The 1973 Toyota Chinook was the RV worlds answer to the oil crisis

The fiberglass shells were designed to be built right on top of any Toyota Hilux long-wheelbase half-ton truck chassis. And when the oil crisis emerged, suddenly small trucks like these were immensely popular. The engine in the truck was also small, a 2.0-liter inline-four that made 143 horsepower. And while not quick, it was enough to tug the lightweight camper along.

Speaking of which, unlike the Tacozilla camper, the Toyota Chinook didn’t start as a slide-in hardtop camper shell, but rather a conjoined popup. When opened, the Toyota Chinook boasted six feet of standing room. And when closed, the Toyota Chinook had better handling than large, lumbering RVs of the era. Eventually, a hard shell version of the Chinook would be built, but the popup had its advantages

With the aerodynamic popup camper design paired to a smaller engine, the Toyota Chinook could get 16 mpg in the city and up to 29 on the highway. All while still meeting California’s strict new emissions laws. This blasted the Chinook into popularity, a reliable, fuel-efficient RV that drove like a car.

The lack of a full bathroom was part of the reason the Toyota Chinook RV ended up being so economical, as it reduced weight. But the Chinook still featured sleeping for two adults from a convertible dinette, and a kitchenette with a sink and two-burner stove. Portable toilets were offered later in the production run, but for weekend getaways, all you really needed was a place to cook and a place to sleep.

So while the Toyota Chinook is infamous in the RV world, what you may not have known is that the Chinook name has been around as long as Toyota’s has.

Chinook is an RV manufacturer of its own

Toyota was founded in 1937, and Chinook, an RV and camper manufacturer, was founded a year later in 1938. At first, the company built small trailers and campers, but toward the 60s, as other RV manufacturers sprung up, Chinook solidified themselves as the “non-metallic” RV manufacturer. And in 1965, Chinook patented their fiberglass campers, trailers, and full-sized RVs.

After designing many camper shells, the Chinook 2200 and 2500 fully enclosed, Class A motorhomes were released. This was the company’s only RV they built from scratch, rather than using the frame of another truck. But as the 70s drew nearer, the Chinook company had been bought and sold on multiple occasions. The company’s identity was unclear.

Before this point, many of the fiberglass camper shells they manufactured, similar to the Tacozilla, were strapped to old Toyotas. After all, these shells were light. So the smaller trucks could handle the weight. And after years of seeing Toyota’s with Chinooks fitted to them, it only made sense for Toyota and Chinook to team up.
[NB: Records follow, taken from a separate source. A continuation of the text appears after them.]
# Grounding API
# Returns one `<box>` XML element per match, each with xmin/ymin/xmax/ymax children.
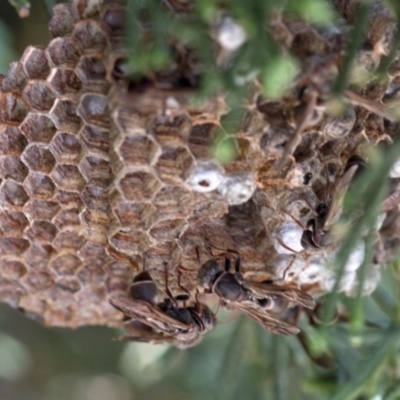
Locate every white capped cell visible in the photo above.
<box><xmin>218</xmin><ymin>174</ymin><xmax>257</xmax><ymax>205</ymax></box>
<box><xmin>216</xmin><ymin>17</ymin><xmax>247</xmax><ymax>52</ymax></box>
<box><xmin>321</xmin><ymin>271</ymin><xmax>357</xmax><ymax>292</ymax></box>
<box><xmin>272</xmin><ymin>221</ymin><xmax>304</xmax><ymax>254</ymax></box>
<box><xmin>298</xmin><ymin>254</ymin><xmax>327</xmax><ymax>285</ymax></box>
<box><xmin>186</xmin><ymin>161</ymin><xmax>224</xmax><ymax>193</ymax></box>
<box><xmin>346</xmin><ymin>265</ymin><xmax>381</xmax><ymax>297</ymax></box>
<box><xmin>274</xmin><ymin>255</ymin><xmax>306</xmax><ymax>282</ymax></box>
<box><xmin>329</xmin><ymin>240</ymin><xmax>365</xmax><ymax>272</ymax></box>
What became of the partnership was the most popular RV of the 70s. It was big enough for a family, incredibly reliable, and pretty cheap. At under $5,000 in 1973, or about $30,000 today, most families could afford it even during the oil crisis. And on the topic of reliability, many of those Toyota Chinooks are still buzzing around today.

The Toyota Chinook was a mass production RV, the Tacozilla is just a concept

This is a promotional photo of Toyota's in-house Tacozilla custom Tacoma. The truck has a full camper instead of a bed, inspired by old Chinook campers. The Toyota Tacoma took home the mid-size SEMA truck of the year award. | Toyota
The Toyota Tacoma took home the mid-size SEMA truck of the year award. | Toyota

Yes, the Toyota Tacozilla shell is pretty rad. But that’s only a concept that’ll never come to fruition, and I find concepts to be a bit ridiculous. Actual production models are what impress me, where the company takes that financial risk. Up until the Toyota Chinook point, the Japanese car manufacturer wasn’t known for its RVs, but they took the gamble and won big.
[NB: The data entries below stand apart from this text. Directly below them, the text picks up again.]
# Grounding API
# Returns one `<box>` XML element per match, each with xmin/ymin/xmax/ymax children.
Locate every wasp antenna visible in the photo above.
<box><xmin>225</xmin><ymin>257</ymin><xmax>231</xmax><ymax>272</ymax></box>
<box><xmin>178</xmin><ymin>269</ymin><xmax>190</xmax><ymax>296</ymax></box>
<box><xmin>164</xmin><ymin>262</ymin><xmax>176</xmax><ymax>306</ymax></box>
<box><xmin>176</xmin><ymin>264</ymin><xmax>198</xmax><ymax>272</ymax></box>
And while the Chinook was $30,000 in today’s money when new, you can find running examples for well under $10k. So if you’re considering the RV life, or just need a weekend getaway car, these Toyota Chinooks aren’t a bad option. Built on an infamously indestructible platform, cheap to buy, and easy to maintain (old cars and RVs will need more maintenance). And if you have questions, there’s a loyal Toyota Chinook fan base out there who can help you along the way.